It is of particular note that most of the articles suggesting winter weirdness may be in part due to declining arctic sea ice reference the research of Rutgers climate scientist Jennifer Francis. However, even Francis doubts that declining arctic sea ice is causing the weird winter weather. She stated
"The media certainly had a field day with the “attack of the polar vortex” in early January, and in their hyping of the story, some misquoted me (and others) by saying that climate change caused the unusual cold spell. Of course this sort of event has happened before, and this one wasn’t unprecedented.

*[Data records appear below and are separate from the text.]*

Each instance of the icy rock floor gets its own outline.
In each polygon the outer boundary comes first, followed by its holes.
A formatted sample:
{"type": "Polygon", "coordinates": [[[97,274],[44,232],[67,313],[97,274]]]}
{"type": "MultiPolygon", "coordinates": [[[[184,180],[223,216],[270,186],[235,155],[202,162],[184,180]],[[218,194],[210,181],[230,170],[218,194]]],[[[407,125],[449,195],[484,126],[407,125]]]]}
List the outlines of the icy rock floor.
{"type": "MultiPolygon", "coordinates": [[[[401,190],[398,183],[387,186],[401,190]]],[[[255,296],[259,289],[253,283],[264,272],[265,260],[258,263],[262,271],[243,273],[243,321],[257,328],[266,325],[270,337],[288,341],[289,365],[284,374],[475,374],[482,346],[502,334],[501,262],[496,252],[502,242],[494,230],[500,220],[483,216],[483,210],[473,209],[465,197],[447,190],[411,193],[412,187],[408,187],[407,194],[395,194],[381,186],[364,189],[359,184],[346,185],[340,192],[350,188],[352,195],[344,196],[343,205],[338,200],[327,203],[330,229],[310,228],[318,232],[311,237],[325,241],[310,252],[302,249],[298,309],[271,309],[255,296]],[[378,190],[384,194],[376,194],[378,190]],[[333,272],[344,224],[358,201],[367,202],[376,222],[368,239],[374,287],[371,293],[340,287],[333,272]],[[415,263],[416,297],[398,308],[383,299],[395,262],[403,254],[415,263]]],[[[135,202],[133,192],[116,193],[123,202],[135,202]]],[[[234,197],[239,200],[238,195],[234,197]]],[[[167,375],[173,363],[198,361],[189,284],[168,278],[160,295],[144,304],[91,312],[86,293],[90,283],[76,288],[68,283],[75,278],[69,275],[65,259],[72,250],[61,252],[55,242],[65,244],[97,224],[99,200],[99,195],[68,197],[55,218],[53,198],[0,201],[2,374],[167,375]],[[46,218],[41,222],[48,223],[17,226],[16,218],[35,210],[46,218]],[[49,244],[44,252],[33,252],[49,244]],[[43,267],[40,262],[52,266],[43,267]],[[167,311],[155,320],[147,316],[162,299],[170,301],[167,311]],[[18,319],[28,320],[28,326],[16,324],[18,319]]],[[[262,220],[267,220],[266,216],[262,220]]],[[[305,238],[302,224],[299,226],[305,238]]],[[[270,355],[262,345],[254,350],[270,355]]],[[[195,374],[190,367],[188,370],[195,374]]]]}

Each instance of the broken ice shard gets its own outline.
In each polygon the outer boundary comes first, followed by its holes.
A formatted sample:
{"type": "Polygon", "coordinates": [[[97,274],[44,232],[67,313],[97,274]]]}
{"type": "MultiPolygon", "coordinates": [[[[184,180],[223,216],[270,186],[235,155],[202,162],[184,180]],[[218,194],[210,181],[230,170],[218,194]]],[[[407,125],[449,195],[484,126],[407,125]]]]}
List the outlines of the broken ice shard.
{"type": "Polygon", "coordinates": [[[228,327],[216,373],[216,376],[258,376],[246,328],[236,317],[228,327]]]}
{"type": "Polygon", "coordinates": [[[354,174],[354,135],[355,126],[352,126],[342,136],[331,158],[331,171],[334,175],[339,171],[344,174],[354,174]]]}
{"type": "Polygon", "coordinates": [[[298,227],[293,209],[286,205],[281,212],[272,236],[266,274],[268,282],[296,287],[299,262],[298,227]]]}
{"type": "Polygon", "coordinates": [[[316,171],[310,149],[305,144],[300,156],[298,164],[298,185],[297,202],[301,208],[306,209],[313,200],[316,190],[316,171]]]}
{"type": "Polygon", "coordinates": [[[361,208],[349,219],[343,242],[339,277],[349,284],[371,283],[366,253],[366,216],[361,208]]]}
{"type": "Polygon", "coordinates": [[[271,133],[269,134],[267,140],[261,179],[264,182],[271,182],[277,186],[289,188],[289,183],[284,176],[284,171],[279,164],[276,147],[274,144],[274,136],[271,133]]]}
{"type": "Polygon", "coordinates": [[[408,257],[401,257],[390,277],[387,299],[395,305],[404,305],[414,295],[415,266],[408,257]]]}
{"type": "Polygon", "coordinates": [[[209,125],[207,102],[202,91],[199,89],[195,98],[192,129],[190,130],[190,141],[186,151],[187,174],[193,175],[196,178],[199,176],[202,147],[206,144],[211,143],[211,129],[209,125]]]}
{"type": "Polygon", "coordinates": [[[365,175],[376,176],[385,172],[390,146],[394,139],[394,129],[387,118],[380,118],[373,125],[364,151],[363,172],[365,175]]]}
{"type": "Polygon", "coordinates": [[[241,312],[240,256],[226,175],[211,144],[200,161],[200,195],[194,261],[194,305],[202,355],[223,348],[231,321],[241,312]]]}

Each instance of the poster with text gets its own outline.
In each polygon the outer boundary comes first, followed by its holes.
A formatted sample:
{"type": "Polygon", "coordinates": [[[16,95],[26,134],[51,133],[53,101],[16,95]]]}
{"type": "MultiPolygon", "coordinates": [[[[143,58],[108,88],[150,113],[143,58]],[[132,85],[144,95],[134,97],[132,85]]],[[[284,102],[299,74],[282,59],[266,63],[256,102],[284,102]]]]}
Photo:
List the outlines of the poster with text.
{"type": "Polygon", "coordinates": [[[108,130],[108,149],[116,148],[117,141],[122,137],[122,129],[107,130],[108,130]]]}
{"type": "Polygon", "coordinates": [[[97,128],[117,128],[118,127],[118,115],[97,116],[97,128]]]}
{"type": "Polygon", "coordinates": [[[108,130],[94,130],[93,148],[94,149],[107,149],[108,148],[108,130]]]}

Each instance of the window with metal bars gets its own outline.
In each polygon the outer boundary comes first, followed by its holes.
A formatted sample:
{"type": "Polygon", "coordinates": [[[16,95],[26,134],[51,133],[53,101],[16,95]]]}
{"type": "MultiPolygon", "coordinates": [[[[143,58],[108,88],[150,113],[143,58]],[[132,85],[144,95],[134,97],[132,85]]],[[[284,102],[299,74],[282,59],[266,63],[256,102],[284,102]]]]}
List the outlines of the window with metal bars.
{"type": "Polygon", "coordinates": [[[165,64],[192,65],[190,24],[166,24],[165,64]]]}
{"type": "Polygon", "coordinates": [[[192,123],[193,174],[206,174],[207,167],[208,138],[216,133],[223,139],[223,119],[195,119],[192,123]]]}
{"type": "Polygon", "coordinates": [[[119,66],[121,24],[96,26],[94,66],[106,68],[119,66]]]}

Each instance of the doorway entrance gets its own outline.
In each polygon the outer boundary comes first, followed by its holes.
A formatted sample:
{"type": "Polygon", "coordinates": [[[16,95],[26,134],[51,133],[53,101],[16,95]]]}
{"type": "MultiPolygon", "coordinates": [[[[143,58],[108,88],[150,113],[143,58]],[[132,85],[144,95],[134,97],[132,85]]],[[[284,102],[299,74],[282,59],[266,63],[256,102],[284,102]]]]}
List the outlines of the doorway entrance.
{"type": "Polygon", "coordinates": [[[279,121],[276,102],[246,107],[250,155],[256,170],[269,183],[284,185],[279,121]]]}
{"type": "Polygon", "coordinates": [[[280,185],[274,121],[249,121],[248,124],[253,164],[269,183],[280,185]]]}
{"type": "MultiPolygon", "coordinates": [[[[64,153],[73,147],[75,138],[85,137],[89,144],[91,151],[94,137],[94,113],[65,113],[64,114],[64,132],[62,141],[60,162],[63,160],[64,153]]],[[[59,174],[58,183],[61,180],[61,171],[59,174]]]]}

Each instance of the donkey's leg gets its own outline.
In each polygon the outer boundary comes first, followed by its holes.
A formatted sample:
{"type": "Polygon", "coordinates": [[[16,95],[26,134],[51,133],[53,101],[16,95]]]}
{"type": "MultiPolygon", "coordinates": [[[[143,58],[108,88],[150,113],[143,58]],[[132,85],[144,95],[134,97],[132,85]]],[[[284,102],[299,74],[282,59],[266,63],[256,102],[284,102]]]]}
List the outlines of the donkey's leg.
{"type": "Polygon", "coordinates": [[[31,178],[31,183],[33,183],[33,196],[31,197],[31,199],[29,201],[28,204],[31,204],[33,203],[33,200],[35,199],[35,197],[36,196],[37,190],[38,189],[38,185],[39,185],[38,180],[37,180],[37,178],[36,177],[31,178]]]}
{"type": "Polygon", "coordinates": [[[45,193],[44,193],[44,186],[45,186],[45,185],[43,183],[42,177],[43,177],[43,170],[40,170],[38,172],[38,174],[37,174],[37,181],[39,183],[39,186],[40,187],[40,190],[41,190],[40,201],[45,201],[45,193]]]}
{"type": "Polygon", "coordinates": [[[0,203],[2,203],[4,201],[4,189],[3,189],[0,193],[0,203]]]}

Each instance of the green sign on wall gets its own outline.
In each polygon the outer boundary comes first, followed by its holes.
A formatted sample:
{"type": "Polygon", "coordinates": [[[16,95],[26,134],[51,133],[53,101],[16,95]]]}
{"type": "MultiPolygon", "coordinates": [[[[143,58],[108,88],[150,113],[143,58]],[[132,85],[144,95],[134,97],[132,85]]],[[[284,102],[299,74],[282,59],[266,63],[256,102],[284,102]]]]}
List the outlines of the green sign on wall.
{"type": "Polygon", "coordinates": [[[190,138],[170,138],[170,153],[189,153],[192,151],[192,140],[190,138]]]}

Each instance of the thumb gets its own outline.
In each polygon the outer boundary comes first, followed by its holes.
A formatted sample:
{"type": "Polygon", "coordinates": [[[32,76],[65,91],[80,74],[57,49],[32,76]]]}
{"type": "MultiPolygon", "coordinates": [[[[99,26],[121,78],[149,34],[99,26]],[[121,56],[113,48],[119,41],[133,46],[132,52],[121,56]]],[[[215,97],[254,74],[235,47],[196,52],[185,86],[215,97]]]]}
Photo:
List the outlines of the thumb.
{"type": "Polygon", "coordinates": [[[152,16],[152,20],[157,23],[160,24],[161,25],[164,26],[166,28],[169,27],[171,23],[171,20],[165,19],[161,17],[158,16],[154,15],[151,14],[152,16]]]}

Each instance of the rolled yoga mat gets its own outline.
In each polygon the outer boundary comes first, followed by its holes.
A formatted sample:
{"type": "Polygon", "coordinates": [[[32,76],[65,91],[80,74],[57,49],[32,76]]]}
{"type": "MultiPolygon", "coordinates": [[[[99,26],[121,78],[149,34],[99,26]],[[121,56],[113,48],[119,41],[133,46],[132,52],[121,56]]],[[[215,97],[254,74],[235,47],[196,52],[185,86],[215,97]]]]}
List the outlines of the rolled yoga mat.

I also agree that greenhouse-gas induced warming will reduce, not increase, the likelihood of breaking cold temperature records — the data already show this."Casting further doubt on the the influence of arctic sea ice on the winter weather is that fact that the massive decline in arctic sea ice is mostly just a summer occurrence. As stated by Cornell climate scientist Charles H. Green,
“The lag between decreases in sea ice extent during late summer and changes in the mid-latitude atmospheric circulation during other seasons (when the recent loss of sea ice is much smaller) needs to be reconciled with theory.”It is ironic that the current weather impacts a large segment of the populations' opinion about climate change and that this bout of weather weirdness is being taken by some as evidence that climate change might not be a hoax. So, opinions of some about climate change are being influenced by weather that is probably just due to it being winter.